System Crashes in AIX 4.1 and 4.2


Contents

About this document
Collecting the system dump
Submitting the testcase
Forcing a system dump

About this document

This document describes the steps necessary for collecting and sending system dumps in AIX Versions 4.1 and 4.2. The section "Collecting the system dump" discusses dump collection, and "Submitting the testcase" describes the various methods of sending testcases. The section "Forcing a system dump" provides information if a valid dump does not result from the initial collection procedure.


Collecting the system dump

For best results, have a tape drive connected to your system before proceeding with the following steps.

  1. Determine if your system has an LED display and proceed accordingly.

    System with LED display

    1. Turn the key to service mode.
    2. Wait for 888 to flash.
    3. Write down LED each time Reset is pressed until 888 displays again. These codes will be required during phone contact with AIX support personnel.
    4. Power off the system and move to step 2.

    System with LED or non-LED display without key switch or reset button, AIX 4.1.4 and later.

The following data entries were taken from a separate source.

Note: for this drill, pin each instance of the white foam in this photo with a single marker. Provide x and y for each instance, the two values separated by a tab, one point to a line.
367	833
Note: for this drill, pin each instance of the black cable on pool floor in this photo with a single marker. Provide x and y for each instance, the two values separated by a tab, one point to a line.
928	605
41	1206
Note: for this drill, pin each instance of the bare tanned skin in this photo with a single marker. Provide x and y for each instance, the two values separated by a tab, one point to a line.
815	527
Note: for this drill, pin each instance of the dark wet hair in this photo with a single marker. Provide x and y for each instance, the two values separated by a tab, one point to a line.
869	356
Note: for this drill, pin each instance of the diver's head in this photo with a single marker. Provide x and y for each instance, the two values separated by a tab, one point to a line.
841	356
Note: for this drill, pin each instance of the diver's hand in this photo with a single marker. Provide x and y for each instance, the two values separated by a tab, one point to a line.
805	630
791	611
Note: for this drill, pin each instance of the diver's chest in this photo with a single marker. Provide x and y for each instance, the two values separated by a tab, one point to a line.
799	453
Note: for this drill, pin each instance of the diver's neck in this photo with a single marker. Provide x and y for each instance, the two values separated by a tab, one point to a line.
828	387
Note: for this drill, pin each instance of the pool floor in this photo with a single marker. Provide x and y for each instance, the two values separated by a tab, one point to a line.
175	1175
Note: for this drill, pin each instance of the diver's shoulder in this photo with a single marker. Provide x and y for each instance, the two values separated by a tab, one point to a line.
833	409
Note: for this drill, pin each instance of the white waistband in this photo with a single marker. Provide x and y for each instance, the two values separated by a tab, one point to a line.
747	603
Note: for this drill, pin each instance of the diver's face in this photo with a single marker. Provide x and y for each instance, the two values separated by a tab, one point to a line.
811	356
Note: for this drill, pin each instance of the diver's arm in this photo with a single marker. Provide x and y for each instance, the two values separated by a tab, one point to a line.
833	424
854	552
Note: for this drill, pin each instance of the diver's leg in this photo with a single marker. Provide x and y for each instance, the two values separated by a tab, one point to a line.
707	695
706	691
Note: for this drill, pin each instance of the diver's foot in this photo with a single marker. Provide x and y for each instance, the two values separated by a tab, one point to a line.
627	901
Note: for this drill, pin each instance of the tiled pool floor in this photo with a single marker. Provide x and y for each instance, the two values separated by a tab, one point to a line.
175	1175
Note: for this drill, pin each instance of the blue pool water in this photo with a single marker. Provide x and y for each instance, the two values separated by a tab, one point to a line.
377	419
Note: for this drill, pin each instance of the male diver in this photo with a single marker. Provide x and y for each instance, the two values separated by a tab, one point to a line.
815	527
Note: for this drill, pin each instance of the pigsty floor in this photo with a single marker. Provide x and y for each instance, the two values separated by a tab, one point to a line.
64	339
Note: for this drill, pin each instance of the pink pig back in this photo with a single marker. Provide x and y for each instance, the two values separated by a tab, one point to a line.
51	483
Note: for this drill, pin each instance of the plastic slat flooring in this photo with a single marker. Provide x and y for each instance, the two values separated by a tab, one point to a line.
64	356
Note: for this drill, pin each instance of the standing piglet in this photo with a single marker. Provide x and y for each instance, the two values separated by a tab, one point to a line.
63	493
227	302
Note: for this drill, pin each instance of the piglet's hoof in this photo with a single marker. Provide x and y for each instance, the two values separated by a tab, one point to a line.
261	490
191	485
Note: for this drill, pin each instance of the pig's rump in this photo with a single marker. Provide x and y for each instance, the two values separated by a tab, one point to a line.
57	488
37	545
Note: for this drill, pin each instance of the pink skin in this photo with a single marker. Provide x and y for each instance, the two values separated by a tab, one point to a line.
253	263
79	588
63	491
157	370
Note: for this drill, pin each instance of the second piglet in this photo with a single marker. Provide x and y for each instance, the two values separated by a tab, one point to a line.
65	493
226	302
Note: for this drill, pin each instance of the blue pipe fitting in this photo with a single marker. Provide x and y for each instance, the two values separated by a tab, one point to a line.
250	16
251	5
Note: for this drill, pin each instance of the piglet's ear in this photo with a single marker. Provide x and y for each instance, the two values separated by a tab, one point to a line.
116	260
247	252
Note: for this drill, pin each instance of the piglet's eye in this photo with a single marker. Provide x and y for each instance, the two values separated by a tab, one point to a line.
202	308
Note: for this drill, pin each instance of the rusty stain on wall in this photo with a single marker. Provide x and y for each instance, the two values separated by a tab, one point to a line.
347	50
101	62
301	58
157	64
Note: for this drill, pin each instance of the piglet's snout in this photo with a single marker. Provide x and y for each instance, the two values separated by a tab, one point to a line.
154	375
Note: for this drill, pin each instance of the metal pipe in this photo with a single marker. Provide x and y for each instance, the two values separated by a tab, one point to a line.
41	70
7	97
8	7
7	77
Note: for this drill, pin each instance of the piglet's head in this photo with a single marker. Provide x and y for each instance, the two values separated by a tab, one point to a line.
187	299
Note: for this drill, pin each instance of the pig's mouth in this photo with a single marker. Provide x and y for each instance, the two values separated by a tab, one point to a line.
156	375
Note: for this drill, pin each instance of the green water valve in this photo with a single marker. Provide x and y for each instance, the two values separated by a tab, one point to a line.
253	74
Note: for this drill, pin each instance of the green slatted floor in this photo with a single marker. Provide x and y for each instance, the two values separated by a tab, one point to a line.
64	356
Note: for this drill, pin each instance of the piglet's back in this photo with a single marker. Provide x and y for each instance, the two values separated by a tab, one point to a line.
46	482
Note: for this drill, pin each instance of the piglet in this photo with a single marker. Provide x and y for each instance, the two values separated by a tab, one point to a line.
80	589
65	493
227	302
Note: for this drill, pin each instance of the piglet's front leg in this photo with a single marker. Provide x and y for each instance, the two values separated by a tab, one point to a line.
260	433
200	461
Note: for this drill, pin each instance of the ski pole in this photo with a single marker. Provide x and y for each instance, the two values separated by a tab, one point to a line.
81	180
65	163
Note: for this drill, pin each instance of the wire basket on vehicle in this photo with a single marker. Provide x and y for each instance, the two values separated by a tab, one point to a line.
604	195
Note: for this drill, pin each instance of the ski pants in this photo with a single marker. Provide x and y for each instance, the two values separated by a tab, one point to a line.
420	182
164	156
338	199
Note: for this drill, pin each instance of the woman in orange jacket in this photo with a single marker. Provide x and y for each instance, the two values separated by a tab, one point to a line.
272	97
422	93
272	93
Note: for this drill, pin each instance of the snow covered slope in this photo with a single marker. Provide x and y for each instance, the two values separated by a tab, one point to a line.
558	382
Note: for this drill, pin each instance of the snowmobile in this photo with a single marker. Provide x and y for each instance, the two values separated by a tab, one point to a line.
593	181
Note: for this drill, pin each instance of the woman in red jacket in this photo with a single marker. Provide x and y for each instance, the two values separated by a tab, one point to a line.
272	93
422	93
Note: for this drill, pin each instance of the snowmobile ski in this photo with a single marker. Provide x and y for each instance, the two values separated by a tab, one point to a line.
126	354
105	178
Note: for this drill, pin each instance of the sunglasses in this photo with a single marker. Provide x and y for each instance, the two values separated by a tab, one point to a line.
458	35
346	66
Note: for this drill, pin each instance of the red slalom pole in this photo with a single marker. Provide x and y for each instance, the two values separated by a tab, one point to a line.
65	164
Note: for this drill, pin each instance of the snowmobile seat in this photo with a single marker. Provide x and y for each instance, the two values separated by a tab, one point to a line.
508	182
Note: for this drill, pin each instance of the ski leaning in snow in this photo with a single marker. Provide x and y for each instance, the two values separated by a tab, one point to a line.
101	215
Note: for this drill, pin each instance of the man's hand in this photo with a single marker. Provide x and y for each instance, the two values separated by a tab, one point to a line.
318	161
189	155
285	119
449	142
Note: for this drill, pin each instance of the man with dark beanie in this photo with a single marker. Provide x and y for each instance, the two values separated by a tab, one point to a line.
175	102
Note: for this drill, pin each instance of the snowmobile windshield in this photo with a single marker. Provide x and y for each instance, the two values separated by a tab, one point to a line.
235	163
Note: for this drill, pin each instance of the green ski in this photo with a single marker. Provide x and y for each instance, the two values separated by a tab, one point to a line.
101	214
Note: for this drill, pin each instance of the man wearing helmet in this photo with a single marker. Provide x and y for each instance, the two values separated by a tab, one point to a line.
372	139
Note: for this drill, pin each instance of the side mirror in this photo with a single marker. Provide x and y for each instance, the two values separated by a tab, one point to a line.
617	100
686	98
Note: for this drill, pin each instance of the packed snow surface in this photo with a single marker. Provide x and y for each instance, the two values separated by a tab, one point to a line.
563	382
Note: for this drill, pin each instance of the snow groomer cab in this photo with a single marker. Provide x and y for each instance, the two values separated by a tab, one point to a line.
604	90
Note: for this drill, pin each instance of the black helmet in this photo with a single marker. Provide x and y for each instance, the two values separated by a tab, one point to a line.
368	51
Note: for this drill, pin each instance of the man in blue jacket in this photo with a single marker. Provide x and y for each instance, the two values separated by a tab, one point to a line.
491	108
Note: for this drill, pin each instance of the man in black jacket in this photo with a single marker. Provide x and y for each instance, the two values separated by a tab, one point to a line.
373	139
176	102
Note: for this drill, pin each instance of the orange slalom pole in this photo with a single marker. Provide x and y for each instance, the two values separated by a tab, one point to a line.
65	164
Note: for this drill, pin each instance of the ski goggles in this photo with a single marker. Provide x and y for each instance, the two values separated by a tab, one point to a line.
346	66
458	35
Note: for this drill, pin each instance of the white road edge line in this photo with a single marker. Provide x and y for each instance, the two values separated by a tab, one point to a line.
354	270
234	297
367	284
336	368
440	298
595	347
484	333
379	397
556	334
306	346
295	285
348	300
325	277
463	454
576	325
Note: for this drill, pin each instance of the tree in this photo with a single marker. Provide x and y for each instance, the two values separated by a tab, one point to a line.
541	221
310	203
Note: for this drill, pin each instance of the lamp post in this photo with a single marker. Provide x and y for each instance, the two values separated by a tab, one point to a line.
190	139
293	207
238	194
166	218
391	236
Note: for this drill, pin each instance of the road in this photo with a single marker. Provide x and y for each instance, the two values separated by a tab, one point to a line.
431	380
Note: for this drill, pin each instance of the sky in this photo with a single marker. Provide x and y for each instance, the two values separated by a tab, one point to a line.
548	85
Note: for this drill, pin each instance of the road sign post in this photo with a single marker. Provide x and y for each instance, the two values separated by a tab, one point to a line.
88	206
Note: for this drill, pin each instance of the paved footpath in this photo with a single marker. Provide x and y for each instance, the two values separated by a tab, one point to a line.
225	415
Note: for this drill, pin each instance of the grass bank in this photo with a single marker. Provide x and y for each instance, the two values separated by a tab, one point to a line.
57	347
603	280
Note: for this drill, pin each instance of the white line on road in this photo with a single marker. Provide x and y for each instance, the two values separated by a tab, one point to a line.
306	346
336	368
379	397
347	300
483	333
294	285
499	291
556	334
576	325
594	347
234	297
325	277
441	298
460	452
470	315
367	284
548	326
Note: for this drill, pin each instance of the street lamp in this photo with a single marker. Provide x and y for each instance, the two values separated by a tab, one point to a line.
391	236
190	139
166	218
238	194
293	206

    1. If there is no disk activity, press Ctrl Alt 1 (on the number pad).
    2. Wait for disk activity to stop.
    3. Power off the system and move to step 2.

  2. If you have not already done so, connect a tape drive to the system. Power the system on.

    Unless the default dump configuration has been modified with the sysdumpdev command, the dump will be copied to /var/adm/ras/vmcore.x when the system is powered on.

    NOTE: If /var is too small to hold the dump, the system will prompt the user to copy the dump to external media such as tape or pre-formatted diskettes. If a tape drive is not connected, the system will prompt for diskettes. Using diskettes is NOT a recommended method of collecting a dump. If you are unable to save the dump, IBM will not be able to determine what caused your system to crash.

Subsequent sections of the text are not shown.